README.md

January 19, 2026 · View on GitHub

[RA-L 2026] FlowDreamer: A RGB-D World Model with Flow-based Motion Representations for Robot Manipulation

Jun Guo^*1,2, Xiaojian Ma^*†1, Yikai Wang^*3, Min Yang^1,4, Huaping Liu^†2, Qing Li^†1
^*Equal contribution. ^**Corresponding author.
¹State Key Laboratory of General Artificial Intelligence (BIGAI),
²Department of Computer Science and Technology, Tsinghua University,
³School of Artificial Intelligence, Beijing Normal University,
⁴School of Computer Science and Technology, University of Science and Technology of China

This repository is the official implemetation of the paper in IEEE RA-L 2026: "FlowDreamer: A RGB-D World Model with Flow-based Motion Representations for Robot Manipulation".

Overview

Installation

The code has been tested on Ubuntu 22.04, Python 3.12, PyTorch 2.5.1 with CUDA 12.4.

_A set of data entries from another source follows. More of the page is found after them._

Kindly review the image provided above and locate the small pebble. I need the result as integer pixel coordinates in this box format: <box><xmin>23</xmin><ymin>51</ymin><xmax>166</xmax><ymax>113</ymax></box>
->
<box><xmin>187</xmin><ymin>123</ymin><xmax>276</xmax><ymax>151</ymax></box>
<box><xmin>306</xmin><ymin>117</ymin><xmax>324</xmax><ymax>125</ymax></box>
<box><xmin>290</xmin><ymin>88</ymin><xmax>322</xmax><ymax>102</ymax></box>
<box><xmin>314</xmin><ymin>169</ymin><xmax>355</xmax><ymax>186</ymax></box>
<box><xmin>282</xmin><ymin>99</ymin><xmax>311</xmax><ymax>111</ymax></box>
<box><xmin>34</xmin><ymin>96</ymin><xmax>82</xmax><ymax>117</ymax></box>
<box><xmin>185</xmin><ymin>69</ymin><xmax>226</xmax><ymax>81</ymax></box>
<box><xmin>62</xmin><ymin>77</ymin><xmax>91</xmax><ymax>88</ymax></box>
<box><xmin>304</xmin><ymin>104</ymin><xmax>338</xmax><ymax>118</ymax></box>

# The example for Anaconda installation. You can skip them and install on your own environment.
conda create -n flowdm python=3.12
conda install cuda -c nvidia/label/cuda-12.4

# Install PyTorch and xformers. You can change the version as you want, but their version should match.
pip install torch==2.5.1 torchvision==0.20.1 torchaudio==2.5.1 --index-url https://download.pytorch.org/whl/cu124
pip install -U xformers==0.0.29.post1 --index-url https://download.pytorch.org/whl/cu124

# Install other dependencies.
pip install -r requirements.txt

Models

We start to train our FlowDreamer from Stable Diffusion 2.1 Base, you need to download this model and set --pretrained_path to the directory of SD 2.1.

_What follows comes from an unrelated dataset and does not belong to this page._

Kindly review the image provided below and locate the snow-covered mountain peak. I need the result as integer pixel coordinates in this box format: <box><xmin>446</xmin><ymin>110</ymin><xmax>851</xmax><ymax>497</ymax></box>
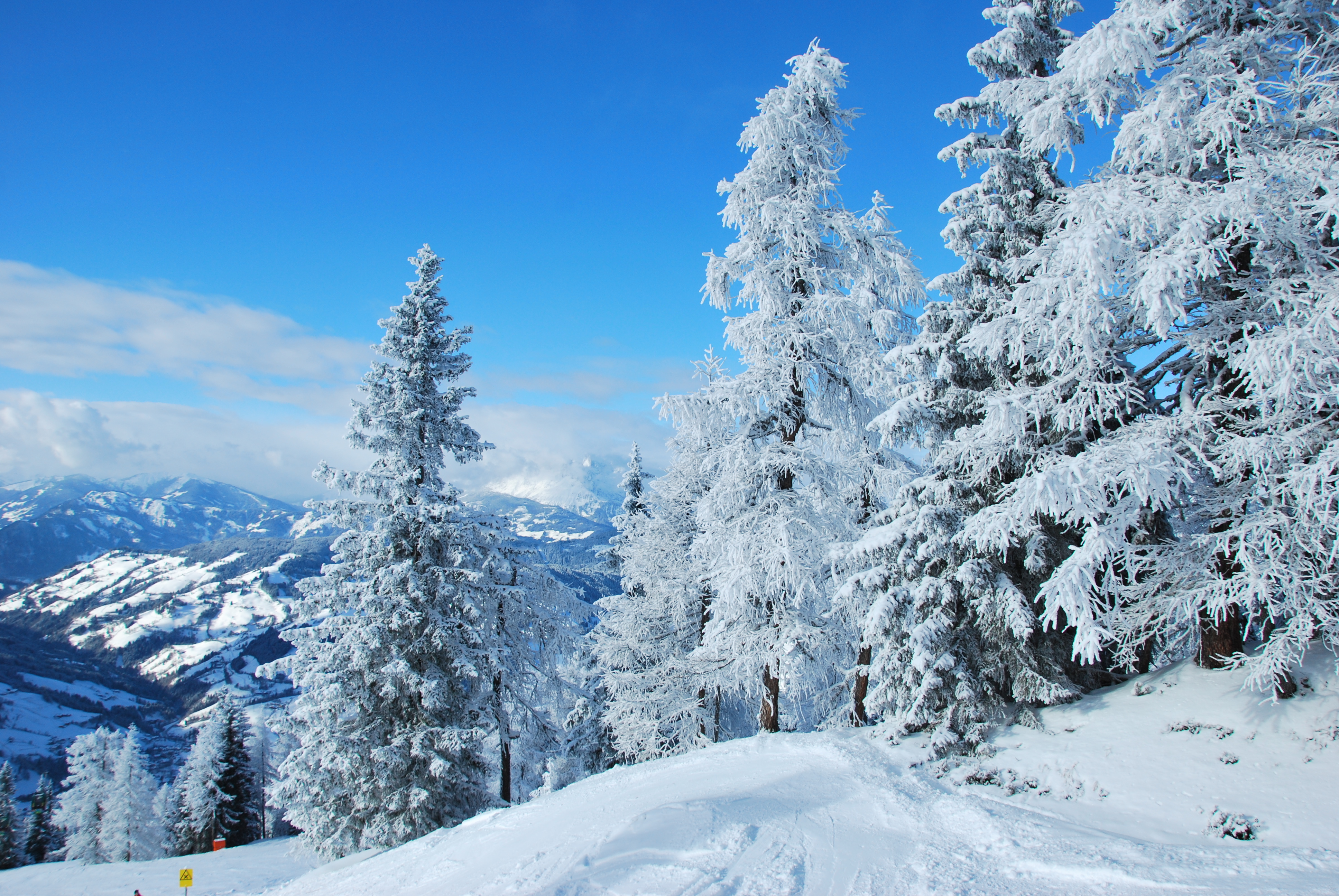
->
<box><xmin>0</xmin><ymin>475</ymin><xmax>335</xmax><ymax>585</ymax></box>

Notice: The original repository released by StabilityAI (stabilityai/stable-diffusion-2-1-base) was deprecated and deleted by StabilityAI team in November, 2025. As an alternative, we can download the model from the backup repository.

Flowdreamer needs a metric depth estimation model to perform autoregressive inference, and we choose Depth Anything V2 for Metric Depth Estimation and finetune it on our training set to perform metric depth estimation.

We also provide some datasets and checkpoints used in our experiments.

FlowDreamer checkpoints (depth estimation module): Download
RGB-D datasets with flow: Language Table

More resources will be released as soon as possible.

Data Preparation

The structure of our dataset is as follows:

dataset_root
├── test
│   └── 034000
│       ├── annotation.json
│       ├── depth.tiff
│       ├── flow.tiff
│       └── rgb.mp4
├── train
└── val

RGB frames are saved in .mp4 format.
Depth maps are saved in uint16 .tiff format.
3D scene flows are saved in float16 .tiff format.
Robot actions, camera intrinsics and extrinsics are saved in .json format.

The detailed dataset information used in our paper is listed in the following table:

Dataset name	Height	Width	Action dim
RT-1 Simpler	256	320	7
Language Table	288	512	2
VP $^2$ RoboDesk	320	320	5
VP $^2$ Robosuite	256	256	4

Usage

To train FlowDreamer, run:

torchrun --nproc_per_node=8 main.py --dataset_dir /PATH/TO/YOUR/DATASET/ \
  --pretrained_path /PATH/TO/YOUR/SD21/ \
  --depth_est_path /PATH/TO/YOUR/DEPTH_ANYTHING_V2/

To evaluate FlowDreamer, run:

python main.py --dataset_dir /PATH/TO/YOUR/DATASET/ \
  --pretrained_path /PATH/TO/YOUR/SD21/ \
  --depth_est_path /PATH/TO/YOUR/DEPTH_ANYTHING_V2/ \
  --evaluate --eval_length EVAL_LENGTH \
  --ckpt_path /PATH/TO/YOUR/TRAINED_CHECKPOINTS.ckpt

Acknowledgement

The training code is mainly based on huggingface/diffusers.

The depth estimator code is based on DepthAnything/Depth-Anything-V2, and we use the metric_depth version.

The FID calculation code is based on mseitzer/pytorch-fid, and the FVD calculation code is based on universome/stylegan-v.

Citation

If you find this project useful, please cite our paper as:

@article{guo2026flowdreamer,
  title={FlowDreamer: A RGB-D World Model with Flow-based Motion Representations for Robot Manipulation},
  author={Guo, Jun and Ma, Xiaojian and Wang, Yikai and Yang, Min and Liu, Huaping and Li, Qing},
  journal={IEEE Robotics and Automation Letters},
  year={2026},
}